L’affermazione cara agli autori sinistroidi, che una società senza classi sociali sarebbe auspicabile, perché considerano la proprietà un furto, pretendono di far ricadere la colpa dell’invidia su chi l’ha provocata, sospingendo così, da oltre cento anni, i ceti medi e superiori verso i movimenti radicali di sinistra, colpiti dagli effetti demoralizzanti e dall’acuto senso di colpa, che una società di uguali possa non fornire pretesti al manifestarsi dell’invidia stessa.

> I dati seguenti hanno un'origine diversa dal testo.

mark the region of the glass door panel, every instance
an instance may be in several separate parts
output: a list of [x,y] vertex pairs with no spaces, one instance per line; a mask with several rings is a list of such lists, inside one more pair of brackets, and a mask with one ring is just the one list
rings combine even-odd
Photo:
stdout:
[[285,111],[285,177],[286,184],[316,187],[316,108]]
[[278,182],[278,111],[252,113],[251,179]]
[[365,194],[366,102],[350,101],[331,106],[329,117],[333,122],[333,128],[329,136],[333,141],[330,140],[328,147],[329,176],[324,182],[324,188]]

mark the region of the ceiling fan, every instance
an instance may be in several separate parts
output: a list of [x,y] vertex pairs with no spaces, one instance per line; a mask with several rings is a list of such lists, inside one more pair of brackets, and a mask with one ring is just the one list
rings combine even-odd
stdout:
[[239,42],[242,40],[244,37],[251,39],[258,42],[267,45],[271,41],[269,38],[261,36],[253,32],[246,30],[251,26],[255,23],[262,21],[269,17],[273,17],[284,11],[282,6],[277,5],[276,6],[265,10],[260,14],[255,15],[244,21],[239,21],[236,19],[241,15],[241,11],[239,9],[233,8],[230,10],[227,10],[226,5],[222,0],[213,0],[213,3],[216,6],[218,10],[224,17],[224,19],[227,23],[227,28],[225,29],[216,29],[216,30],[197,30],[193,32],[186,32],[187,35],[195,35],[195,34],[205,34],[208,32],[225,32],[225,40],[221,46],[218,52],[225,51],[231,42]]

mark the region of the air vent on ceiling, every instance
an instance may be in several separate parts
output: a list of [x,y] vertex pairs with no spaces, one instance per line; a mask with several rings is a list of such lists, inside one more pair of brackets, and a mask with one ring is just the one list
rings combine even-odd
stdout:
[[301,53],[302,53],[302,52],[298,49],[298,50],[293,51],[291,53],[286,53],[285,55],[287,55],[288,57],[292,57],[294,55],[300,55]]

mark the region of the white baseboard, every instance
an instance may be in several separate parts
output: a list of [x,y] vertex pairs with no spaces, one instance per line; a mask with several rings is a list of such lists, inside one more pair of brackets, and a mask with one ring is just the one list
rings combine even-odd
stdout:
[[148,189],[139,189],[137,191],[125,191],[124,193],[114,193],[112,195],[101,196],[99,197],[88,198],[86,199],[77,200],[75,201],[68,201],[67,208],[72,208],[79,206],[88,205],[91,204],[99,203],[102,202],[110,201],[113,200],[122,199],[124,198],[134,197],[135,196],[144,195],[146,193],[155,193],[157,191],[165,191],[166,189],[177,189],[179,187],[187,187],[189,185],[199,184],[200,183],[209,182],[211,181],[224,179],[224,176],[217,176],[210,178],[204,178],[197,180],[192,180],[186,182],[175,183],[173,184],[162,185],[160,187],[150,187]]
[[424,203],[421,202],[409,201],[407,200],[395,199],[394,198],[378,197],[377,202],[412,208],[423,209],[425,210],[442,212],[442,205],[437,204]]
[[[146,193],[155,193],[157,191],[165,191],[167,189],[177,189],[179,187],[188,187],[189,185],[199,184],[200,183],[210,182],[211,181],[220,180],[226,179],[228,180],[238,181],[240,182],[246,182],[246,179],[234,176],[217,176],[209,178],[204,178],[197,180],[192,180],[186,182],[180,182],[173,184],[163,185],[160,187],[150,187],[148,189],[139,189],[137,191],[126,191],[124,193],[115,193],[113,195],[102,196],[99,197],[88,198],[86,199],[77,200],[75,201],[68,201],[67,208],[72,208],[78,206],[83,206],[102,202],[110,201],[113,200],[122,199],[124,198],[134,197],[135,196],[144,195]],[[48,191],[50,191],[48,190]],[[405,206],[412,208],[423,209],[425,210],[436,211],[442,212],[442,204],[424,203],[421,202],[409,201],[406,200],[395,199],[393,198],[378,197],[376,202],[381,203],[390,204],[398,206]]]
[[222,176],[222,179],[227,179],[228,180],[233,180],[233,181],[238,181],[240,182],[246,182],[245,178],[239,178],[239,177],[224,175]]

Una società simile sarebbe una società paralizzata, non potrebbe permettere alcuna innovazione e non sarebbe in grado neanche di salvaguardare le differenze tra minorenni e adulti, infatti, basta la gerarchia dell’età, presente in ogni società, per far naufragare l’utopia degli egualitari.

L’ingratitudine è il primo sintomo dell’invidia, che in maniera occulta o velata si manifesta, anche nei confronti di un benefattore. L’ingenuo e l’invidioso sono gli opposti che si attraggono.

Nelle società europee, dalla metà del XIX secolo, la forza disgregatrice dell’invidia si nascondeva dietro formule moderne e democratiche, che si traducevano in politiche volte a placare e a livellare gli ambienti più inclini all’invidia, anziché considerare il fondamentale principio fondamentale di essere tutti uguali di fronte alla legge.

Ogni qualvolta che entrano in gioco le concezioni utopistiche di una società esente dall’invidia, dove è preminente il desiderio di uguaglianza e di giustizia sociale, tanto caro ai socialisti, inevitabilmente si arriverà alla paralisi e alla distruzione di ogni forma di vita economica e politica, come a Cuba e in Venezuela.

Durante il ventennio tra il 1935 e il 1955, nel mondo occidentale vennero utilizzati strumenti macroeconomici che si rifacevano alla teoria dell’equilibrio economico generale di stampo keynesiano, quindi alla determinazione della capacità produttiva e redistributiva del sistema nel suo complesso, con l’obiettivo di massimizzare il benessere della comunità tutta.

Questo dogma non vuole tanto il benessere quanto impedire la formazione di singole maggiori fortune, viste come la causa della sfortuna dei gruppi di reddito inferiori. Con questi presupposti ideologici, l’invidia dei gruppi di reddito inferiore non poteva che trovare soddisfazione nella progressività delle tasse, per colpire e le fasce di reddito superiori. La giustizia sociale impone che tutti debbano possedere meno e punire le classi di reddito elevato, per mezzo dell’inuguaglianza fiscale, per placare gli invidiosi, che prestano attenzione su qualsiasi cosa possa procurare maggiore felicità ad altri.

L’Economia del benessere (il welfare odierno), per trovare attuazione, concepisce il ruolo centrale dell’attività dell’apparato statale, non come fonte di valori autonoma, ma come aggregato delle volontà individuali, che per avere una riduzione generalizzata dell’invidia, punta a politiche fiscali volte a colpire gruppi dai redditi più alti.

Esiste anche un’invidia delle distanze, che si manifestata in quei soggetti dal reddito un po’ più alto, che non riescono a sopportare che possano diminuire la distanza da chi, in precedenza, aveva redditi più bassi, o condizioni lavorative peggiori. Il mondo sindacale e professionale sono gli esempi migliori.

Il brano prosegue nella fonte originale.